1995年12月 今月の印象に残ったワイン


冬はワインが美味しい季節です。ワインを飲むとき、やはり温度には気をつけませう。どんなワインも20度を越える頃からその特徴を失い始め、繊細で複雑な味わいを失ってしまうと私は思っています。どんなジーニアスなワインも、あまり高い温度で飲んでしまってはそのエレメントを失ってしまいます。

四国と言うこともあり、12月でも室内は結構暖かいものです。12月23日の夜で、現在室内は16度、湿度は低く、ワインを楽しむにはとても素敵な環境です。

12月は良い物を開けたせいもありますが、良いブルゴーニュを幾つか楽しむ事が出来ました。


ピエール・ダモワのシャンベルタン1959

届いた時には吹いてしまった跡が有って、これは結構危ない、と思ったワインでした。普通吹いてしまった(「泣く」とも言いますね、英語でもseepageと言うのとweepageって言う表現の2つを見かけます。)ワインは急激な温度変化があった証拠で、まともな事が無いですから。

開けようとしたのですが、何とコルクと瓶とが吹いたせいでしょうか完全に引っ付いてしまっていて、コルクを抜こうとするとコルクの中身だけぼろぼろ崩れてきます。結局、うまく中のコルクを掻き出しました。古いワインも結構抜栓しましたが、こんな事は初めてでした。

で、恐る恐る飲んでみると、まず口に当たるのが新鮮な果実味。これは全く意外でした。おおよそ35年以上を経たとは思えないほど凝縮されていて求心力が有り、かつ充分な熟成を感じる広がりもあって、素晴らしかったです。

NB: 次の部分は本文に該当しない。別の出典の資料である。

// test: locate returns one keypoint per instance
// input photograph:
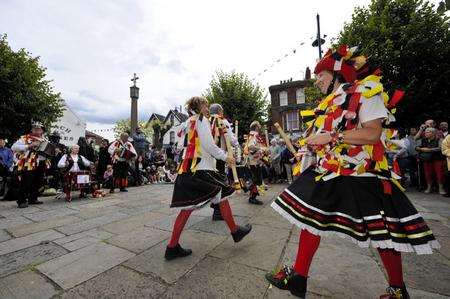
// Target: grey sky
(92, 48)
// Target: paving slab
(430, 273)
(252, 250)
(87, 213)
(339, 273)
(13, 221)
(216, 278)
(152, 260)
(45, 215)
(26, 284)
(28, 241)
(4, 235)
(26, 229)
(132, 222)
(13, 211)
(80, 243)
(269, 217)
(91, 223)
(119, 282)
(166, 223)
(94, 233)
(217, 227)
(79, 266)
(140, 239)
(29, 257)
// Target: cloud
(92, 48)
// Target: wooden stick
(285, 138)
(237, 184)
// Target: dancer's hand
(230, 160)
(319, 139)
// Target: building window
(300, 95)
(292, 120)
(283, 98)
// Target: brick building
(287, 99)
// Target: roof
(289, 84)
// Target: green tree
(240, 98)
(410, 41)
(124, 125)
(25, 93)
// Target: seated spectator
(430, 154)
(443, 126)
(153, 174)
(6, 164)
(108, 179)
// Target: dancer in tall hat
(198, 182)
(220, 128)
(255, 148)
(121, 151)
(350, 191)
(31, 165)
(73, 163)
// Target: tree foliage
(240, 98)
(410, 41)
(124, 125)
(25, 93)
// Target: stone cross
(134, 79)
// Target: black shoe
(241, 232)
(35, 202)
(393, 292)
(280, 279)
(298, 285)
(255, 201)
(175, 252)
(22, 205)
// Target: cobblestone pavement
(114, 247)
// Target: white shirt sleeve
(19, 146)
(233, 140)
(371, 109)
(62, 161)
(86, 162)
(206, 140)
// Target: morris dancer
(117, 150)
(350, 191)
(30, 165)
(216, 112)
(255, 150)
(73, 163)
(198, 181)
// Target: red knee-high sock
(178, 226)
(392, 261)
(307, 247)
(225, 210)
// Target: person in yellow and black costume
(30, 165)
(350, 190)
(198, 182)
(220, 128)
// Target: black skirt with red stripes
(368, 210)
(194, 190)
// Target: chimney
(307, 74)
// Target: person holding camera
(429, 149)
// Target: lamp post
(134, 95)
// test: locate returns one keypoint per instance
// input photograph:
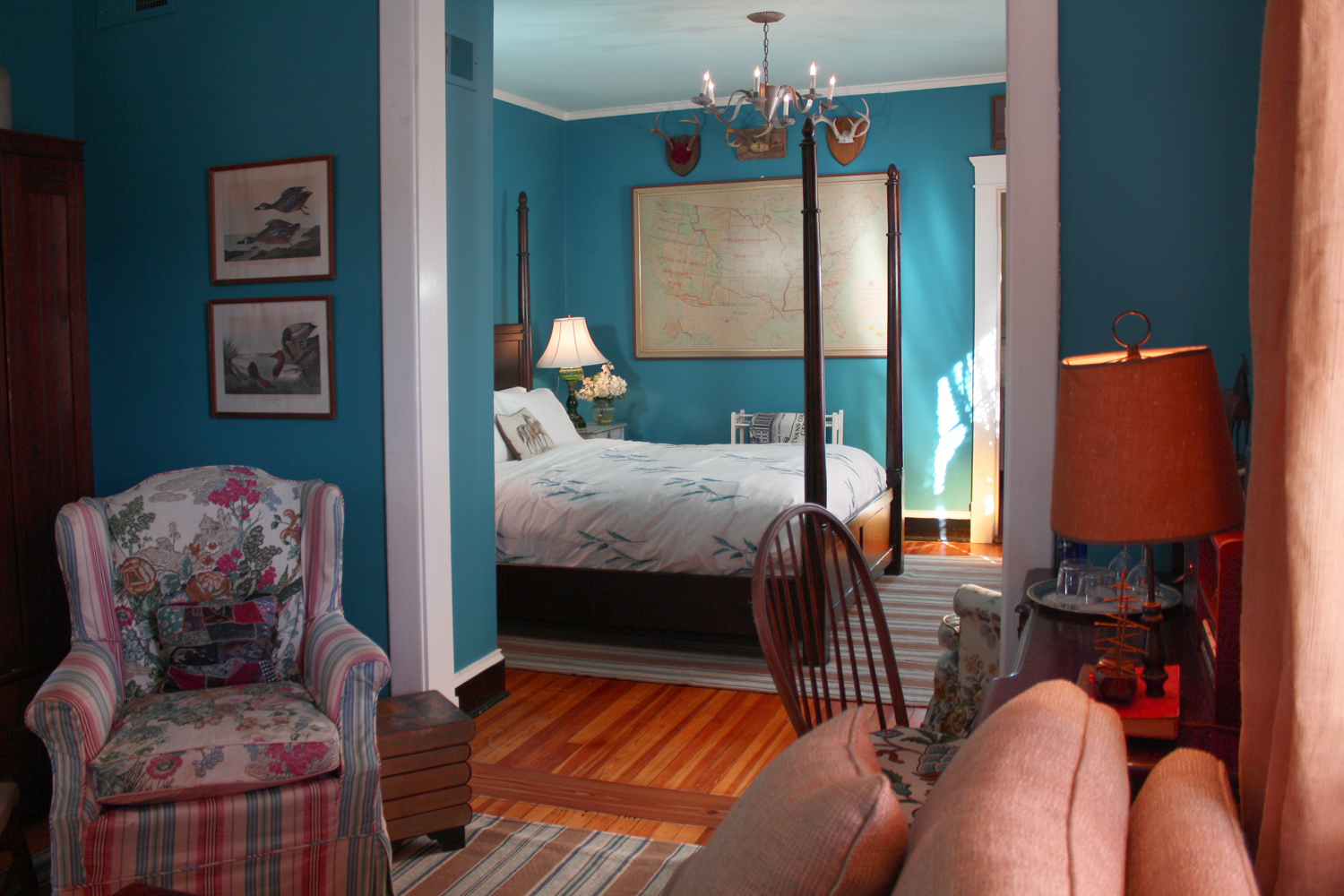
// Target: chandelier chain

私はいつも自宅で一人で飲むのですが、1本全部は飲めないので、いつもはすぐ半分ほどハーフの瓶に移してバキュバンにて保存しておき、次日に残りを飲む事が多いのですが、次の日でもそう衰えず、大層美味しく飲めました。(たとえバキュバンで保存しても、次の日にはこれと言って特徴の無いワインに成り下がる事が多いのです。)


12月は59のブルゴーニュをもう1本のみまして、

ルモワスネ(Remoissenet)の
グラン・エシェゾー1959

ラベルがどうしても剥がれず、ピクチャー無しです。
こちらは、見るからに健全そうなボトル。ラベルも大変綺麗で恐らく最近蔵出ししたもので無いかと推察しています。59のグランエシェゾーと言えば、最近ルロワが蔵出しをやりまして、私も1度飲んで感激した事が有りますが、どうしてどうして、このルモワスネも大変素晴らしい物でした。

先のシャンベルタンとは違って、最初のテイスト(デカンタ後、約20分)は「果実味は落ちてるな」って感じだけだったのですが、それから1時間を迎えるころまでにもりもり美味しくなってきました。

複雑でストラクチャーがしっかりとしていて壮麗、バランスの良い見事なワインでした。